Innsbruck (OTS) Die Pläne für die Mindestsicherung können angesichts der Slogans von ÖVP und FPÖ nicht überraschen. In der Welt der Bundesregierung ist aus dem „Fallschirm“ Sozialhilfe schon lange eine Hängematte geworden.

Sebastian Kurz und Heinz-Christian Strache machen, wofür sie gewählt wurden. Ihre Pläne für die Mindestsicherung folgen genau ihren Slogans: „Keine Zuwanderung ins Sozialsystem!“, „Leistung muss sich lohnen!“, „Kein Ausruhen in der sozialen Hängematte!“, das alles garniert mit kräftigen Seitenhieben in Richtung des rot-grünen Wien. Noch hat die Koalition nur Absichtserklärungen präsentiert und keinen ausformulierten Gesetzesentwurf vorgelegt. Die Pläne können aber niemanden überraschen. Mindestsicherung ist in den öffentlichen Aussagen von Türkis und Blau schon lange nicht mehr positiv besetzt. Sie ist nicht mehr der „Fallschirm“, der vor dem Absturz in die soziale Tiefe bewahrt, sondern die „Hängematte“, in der es sich der „Sozialschmarotzer“ gemütlich macht – und der „Pull-Faktor“, der Ausländer zur Zuwanderung ins Sozialsystem motiviert.
Zuwanderer ohne ausreichende Deutschkenntnisse schlechter zu behandeln, ist dieser Logik folgend ein Schritt genau nach türkis-blauem Maß.
Es ist aber auch kein Versehen, dass kinderreiche Familien zu den Verlierern gehören – wegen des Zieles der Regierung, dass ein Sozialeinkommen spürbar niedriger sein müsse als ein Erwerbseinkommen. Dass Kinder die Leidtragenden sind, nehmen Kurz und Strache als Kollateralschaden in Kauf.

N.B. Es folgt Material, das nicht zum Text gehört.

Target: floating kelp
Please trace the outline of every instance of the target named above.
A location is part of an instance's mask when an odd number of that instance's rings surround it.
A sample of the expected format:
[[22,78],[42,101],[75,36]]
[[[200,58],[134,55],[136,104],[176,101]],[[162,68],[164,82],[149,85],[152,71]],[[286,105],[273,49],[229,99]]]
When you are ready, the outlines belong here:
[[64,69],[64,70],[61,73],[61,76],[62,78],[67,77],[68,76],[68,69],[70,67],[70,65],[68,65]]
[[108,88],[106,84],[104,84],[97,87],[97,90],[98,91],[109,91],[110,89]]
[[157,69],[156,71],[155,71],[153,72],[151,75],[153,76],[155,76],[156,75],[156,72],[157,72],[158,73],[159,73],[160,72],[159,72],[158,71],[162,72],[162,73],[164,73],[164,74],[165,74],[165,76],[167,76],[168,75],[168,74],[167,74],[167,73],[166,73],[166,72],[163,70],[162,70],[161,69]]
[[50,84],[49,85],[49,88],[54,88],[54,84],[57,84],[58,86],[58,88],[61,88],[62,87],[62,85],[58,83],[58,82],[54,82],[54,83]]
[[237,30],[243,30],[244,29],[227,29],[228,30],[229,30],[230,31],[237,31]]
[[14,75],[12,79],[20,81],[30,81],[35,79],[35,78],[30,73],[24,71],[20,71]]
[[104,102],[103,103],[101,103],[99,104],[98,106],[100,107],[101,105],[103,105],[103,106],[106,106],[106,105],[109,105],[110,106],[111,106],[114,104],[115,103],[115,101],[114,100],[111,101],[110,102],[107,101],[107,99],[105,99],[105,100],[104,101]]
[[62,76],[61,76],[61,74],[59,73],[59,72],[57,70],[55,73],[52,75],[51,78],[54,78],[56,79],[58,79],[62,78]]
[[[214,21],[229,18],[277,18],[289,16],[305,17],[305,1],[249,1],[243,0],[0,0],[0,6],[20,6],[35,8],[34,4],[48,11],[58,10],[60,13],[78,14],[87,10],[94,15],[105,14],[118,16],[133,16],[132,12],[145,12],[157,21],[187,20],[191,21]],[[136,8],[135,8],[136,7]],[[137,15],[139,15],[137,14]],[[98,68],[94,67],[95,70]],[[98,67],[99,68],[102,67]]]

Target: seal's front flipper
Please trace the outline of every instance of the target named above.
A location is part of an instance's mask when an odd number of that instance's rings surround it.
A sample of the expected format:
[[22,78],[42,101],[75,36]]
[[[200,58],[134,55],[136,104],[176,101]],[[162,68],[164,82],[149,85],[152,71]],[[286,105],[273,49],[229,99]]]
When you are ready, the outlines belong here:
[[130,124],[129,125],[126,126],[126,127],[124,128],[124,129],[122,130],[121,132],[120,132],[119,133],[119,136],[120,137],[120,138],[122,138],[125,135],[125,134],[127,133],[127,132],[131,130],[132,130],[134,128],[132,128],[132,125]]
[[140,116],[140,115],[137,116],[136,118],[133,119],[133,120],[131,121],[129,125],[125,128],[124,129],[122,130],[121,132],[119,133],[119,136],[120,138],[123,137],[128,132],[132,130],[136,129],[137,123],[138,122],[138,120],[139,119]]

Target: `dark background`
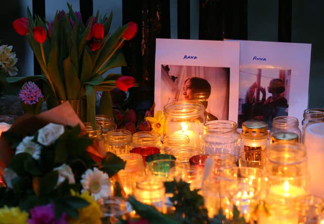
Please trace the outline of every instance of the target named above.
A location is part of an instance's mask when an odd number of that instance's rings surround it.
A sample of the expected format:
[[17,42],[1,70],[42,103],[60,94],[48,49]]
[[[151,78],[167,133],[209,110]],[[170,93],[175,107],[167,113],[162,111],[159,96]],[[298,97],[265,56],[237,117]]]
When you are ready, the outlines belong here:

Auf der Habenseite hat die Koalition Alleinerziehende und Behinderte. Ebenfalls auf der Habenseite hat die Koalition die Vereinheitlichung der Mindestsicherung. Zur Erinnerung: Ende 2016 sind Bund und Länder daran gescheitert, eine befristete Vereinbarung über die Mindestsicherung neu zu verhandeln und zu verlängern. Eine Folge dieses Scheiterns ist das Entstehen unterschiedlicher Modelle in den Bundesländern – und die jetzt der Koalition als Rechtfertigung dafür dienen, dass eine neue Regelung notwendig ist.
Freilich: Erst eine Gesamtschau wird eine Gesamtbewertung ermöglichen. Noch in dieser Woche wollen ÖVP und FPÖ ein Gesetz vorlegen, dann müssen die Länder ihre Ausführungsgesetze ausarbeiten – und noch gibt es auch für die Zukunft des Arbeitslosengeldes und der Notstandshilfe nur Absichtserklärungen.
Strache und Kurz jedenfalls werden alles tun, um die Mindestsicherung als türkis-blaues Prestigeprojekt zu entwickeln und zu vermarkten. Sie gehen davon aus, damit den Nerv ihrer Wähler zu treffen. Und solange ihre Umfragewerte stimmen, haben sie dazu auch allen Grund.